Equal partners in our caring to fulfill God’s chosen end…”

Sharing is the evidence of a transformed community.

Sharing is a radical new economy.  It’s the economy of shared goods instead of private property.  The first shall be last and the last shall be first.

It’s the closest thing we have to God’s economy.

We share the earth with other living creatures and we have a responsibility to share nicely.

We teach kindergarteners to share, but we lose that as we get older.  We find sharing quaint and unrealistic.

With the new shift in the congress and senate, there is lip service to sharing power.  But will there be a true sharing that will make the world better for everyone.  “We all do better when we all do better,” Paul Wellstone was fond of saying.
    
We do better as a community when we share. As long as we don’t take.  

The choir cannot sound so good unless we have 19 or 20 people sharing their time and talent.
    
We get great joy as a family from the communal experience of sharing that we celebrate each year.  In less than four months, when the snow starts to melt (it will happen), we will tap our maple trees, collect sap, shovel out the fire pit and set the pots a-boilin’.  Everyone who comes by gets a jar of syrup.  If the weather cooperates and we don’t literally run out of steam, there is enough to share for the entire year.  It’s the sweet reward of community. Someone said last year, you could sell this and make some serious cash.  Kim’s quick response was, “but it’s so much more fun to share it.”
    
Think of the ways we share these days.  I was having brunch with some friends yesterday who moved here from New York.  Instead of schlepping all of their furniture here, they shared it with their neighbors.  It’s so much easier than hauling it away. I furnished my apartments at Seminary through what people left on the street in New York. Every once in a while, when we find a desk or a chair we no longer need, we leave it on the curb to share with our neighbors.
    
Sometimes, sharing is not so welcome. There is such a thing as oversharing. Someone shared our garbage pile a few weeks ago by dumping a couple of mattresses and a box spring behind the church.  How thoughtful of them. You’ve gotten into those conversations when people get too personal and it gets awkard.  We put up our hands and say, “TMI, too much information”.
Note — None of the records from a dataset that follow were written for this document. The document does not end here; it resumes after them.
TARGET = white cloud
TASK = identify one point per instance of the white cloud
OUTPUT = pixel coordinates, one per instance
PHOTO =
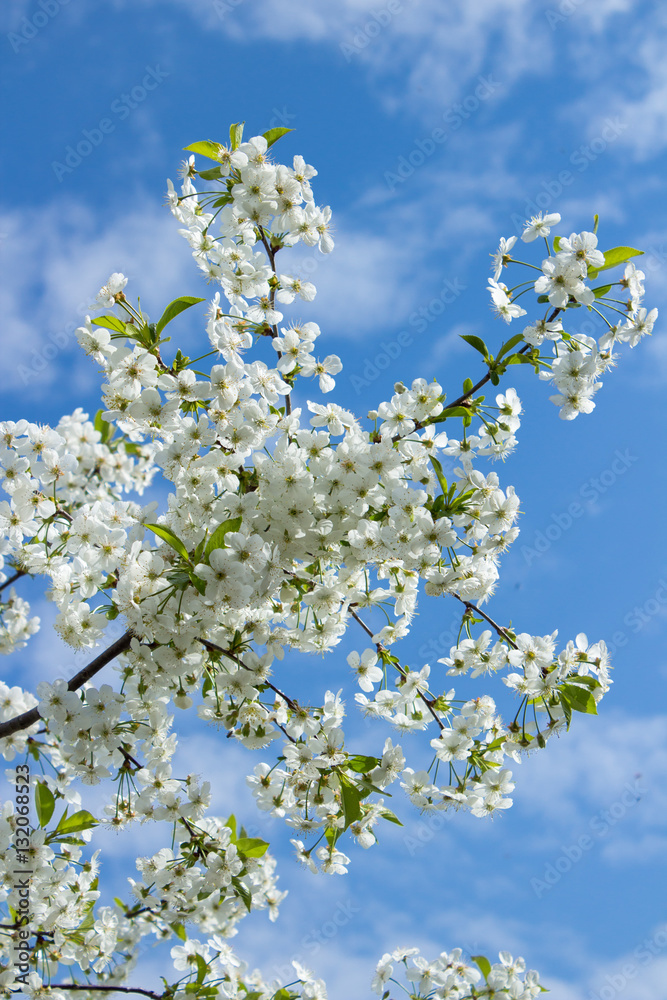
(55, 259)
(605, 781)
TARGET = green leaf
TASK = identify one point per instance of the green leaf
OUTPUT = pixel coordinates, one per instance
(362, 764)
(252, 847)
(173, 309)
(45, 803)
(242, 891)
(439, 473)
(390, 817)
(170, 538)
(81, 820)
(477, 343)
(455, 411)
(579, 698)
(217, 539)
(511, 343)
(211, 150)
(236, 134)
(351, 797)
(110, 323)
(274, 134)
(197, 583)
(613, 257)
(483, 964)
(103, 427)
(214, 174)
(202, 968)
(520, 359)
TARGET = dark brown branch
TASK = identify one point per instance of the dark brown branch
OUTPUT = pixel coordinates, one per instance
(232, 656)
(27, 719)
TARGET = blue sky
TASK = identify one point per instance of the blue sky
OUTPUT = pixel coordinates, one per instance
(561, 106)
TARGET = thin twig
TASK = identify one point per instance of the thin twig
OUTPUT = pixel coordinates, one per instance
(380, 648)
(502, 632)
(29, 718)
(11, 580)
(107, 989)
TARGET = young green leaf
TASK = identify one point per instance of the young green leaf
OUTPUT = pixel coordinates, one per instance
(483, 964)
(509, 345)
(477, 343)
(274, 134)
(167, 535)
(362, 764)
(211, 150)
(217, 539)
(579, 698)
(214, 174)
(173, 309)
(81, 820)
(236, 134)
(351, 797)
(390, 817)
(439, 473)
(613, 257)
(110, 323)
(252, 847)
(45, 803)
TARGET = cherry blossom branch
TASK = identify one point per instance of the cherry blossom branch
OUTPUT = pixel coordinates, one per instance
(502, 632)
(28, 719)
(227, 652)
(19, 573)
(429, 702)
(107, 989)
(271, 253)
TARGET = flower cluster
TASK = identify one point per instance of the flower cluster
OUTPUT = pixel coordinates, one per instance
(578, 360)
(450, 977)
(281, 527)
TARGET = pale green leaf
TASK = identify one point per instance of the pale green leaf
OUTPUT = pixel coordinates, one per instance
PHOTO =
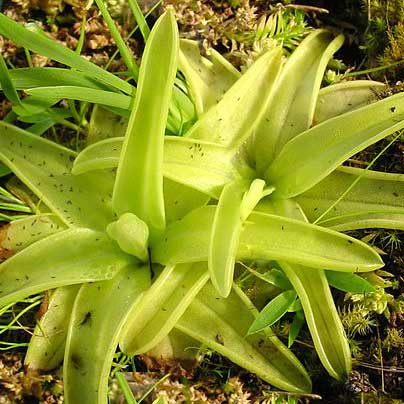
(233, 119)
(268, 237)
(222, 324)
(208, 78)
(322, 318)
(204, 166)
(273, 311)
(21, 233)
(161, 306)
(39, 43)
(376, 200)
(99, 313)
(291, 108)
(47, 345)
(308, 158)
(225, 236)
(64, 258)
(45, 168)
(342, 97)
(139, 183)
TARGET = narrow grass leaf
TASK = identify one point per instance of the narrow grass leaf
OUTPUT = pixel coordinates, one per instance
(140, 19)
(349, 282)
(161, 306)
(233, 119)
(139, 183)
(6, 83)
(31, 77)
(72, 256)
(273, 311)
(86, 94)
(47, 345)
(125, 52)
(39, 43)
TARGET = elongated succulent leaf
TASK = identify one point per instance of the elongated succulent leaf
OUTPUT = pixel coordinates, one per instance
(236, 115)
(139, 184)
(161, 306)
(222, 325)
(308, 158)
(39, 43)
(376, 200)
(45, 168)
(65, 258)
(99, 313)
(293, 102)
(268, 237)
(208, 78)
(343, 97)
(21, 233)
(47, 346)
(201, 165)
(322, 318)
(225, 237)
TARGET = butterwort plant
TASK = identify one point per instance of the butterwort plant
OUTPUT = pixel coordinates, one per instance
(135, 227)
(272, 158)
(94, 243)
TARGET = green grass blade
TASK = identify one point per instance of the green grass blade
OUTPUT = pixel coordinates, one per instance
(139, 183)
(47, 345)
(45, 168)
(72, 256)
(99, 313)
(343, 97)
(140, 19)
(120, 43)
(161, 306)
(7, 85)
(92, 95)
(31, 77)
(273, 311)
(222, 325)
(349, 282)
(322, 318)
(308, 158)
(291, 108)
(39, 43)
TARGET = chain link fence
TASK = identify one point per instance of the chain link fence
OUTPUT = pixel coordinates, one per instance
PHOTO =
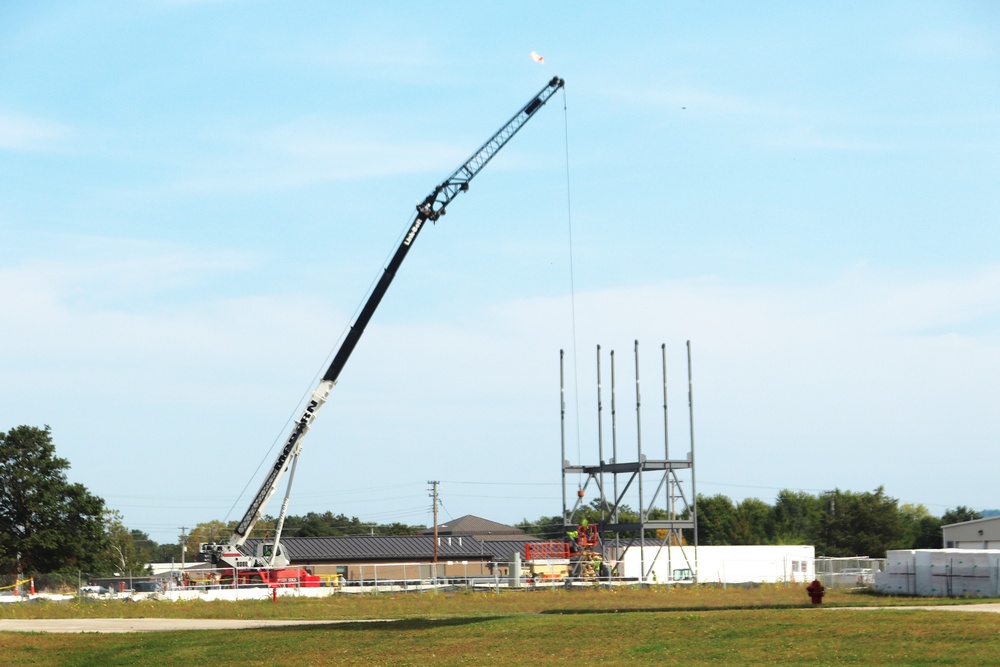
(849, 572)
(378, 578)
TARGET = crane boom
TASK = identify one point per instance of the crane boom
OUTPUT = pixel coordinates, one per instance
(431, 208)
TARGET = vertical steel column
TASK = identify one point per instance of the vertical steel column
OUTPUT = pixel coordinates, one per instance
(638, 441)
(614, 450)
(562, 427)
(694, 491)
(600, 433)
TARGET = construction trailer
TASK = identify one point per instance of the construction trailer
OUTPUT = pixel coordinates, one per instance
(720, 564)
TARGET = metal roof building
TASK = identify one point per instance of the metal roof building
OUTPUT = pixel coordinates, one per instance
(976, 534)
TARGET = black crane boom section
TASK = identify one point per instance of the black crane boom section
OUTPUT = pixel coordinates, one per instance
(431, 208)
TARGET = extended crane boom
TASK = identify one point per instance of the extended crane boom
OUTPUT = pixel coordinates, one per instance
(431, 208)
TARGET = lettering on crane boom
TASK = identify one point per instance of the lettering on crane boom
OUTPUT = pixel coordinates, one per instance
(294, 437)
(417, 224)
One of the reasons I like Sacred Harp singing so much is that the leadership is shared.  Come on a Tuesday night and you’ll see lots of people taking turns leading a song, helping out new singers figure out the shapes and even giving pitches.  It’s anarchic and egalitarian and it works.  When we sing, we are like we are of one mind and one soul.  And through the singing we receive the grace that sustains us.
    
We are sustained, then, by sharing.  I mean we get things, but we are sustained by the community that pushes us to a new and deeper understanding.  And it is good.

So take some time to consider sharing with your neighbor. Make sure it’s something your neighbor wants shared.  But share as a way of building friendship, community and purpose.  

Don’t share so you can get something back or even so you will be saved from the pits of hell or will get a star in your crown.

Share because it sustains you and your community.  

Share because it’s the courageous thing to do.

Share because it’s counter-cultural, subversive and because we have too much already.


As (Music Director) Laura Potratz’s fine poem set to music said:

That which is shared becomes more,
Becomes greater,
Becomes richer,
More pervasive,
Less painful.
This is the mystery inherent in sharing:
Five loaves feed a field full of people and the giver also.

To share is to encourage;
Sons and daughters and people of encouragement are we,
Gently into the future.

We can never have too much solidarity, too much community.  

We can never have too much support.  

So share as you can.  

It might help someone else.  

It might also help you, but more important, it sustains community.  

And in community is how we best know God.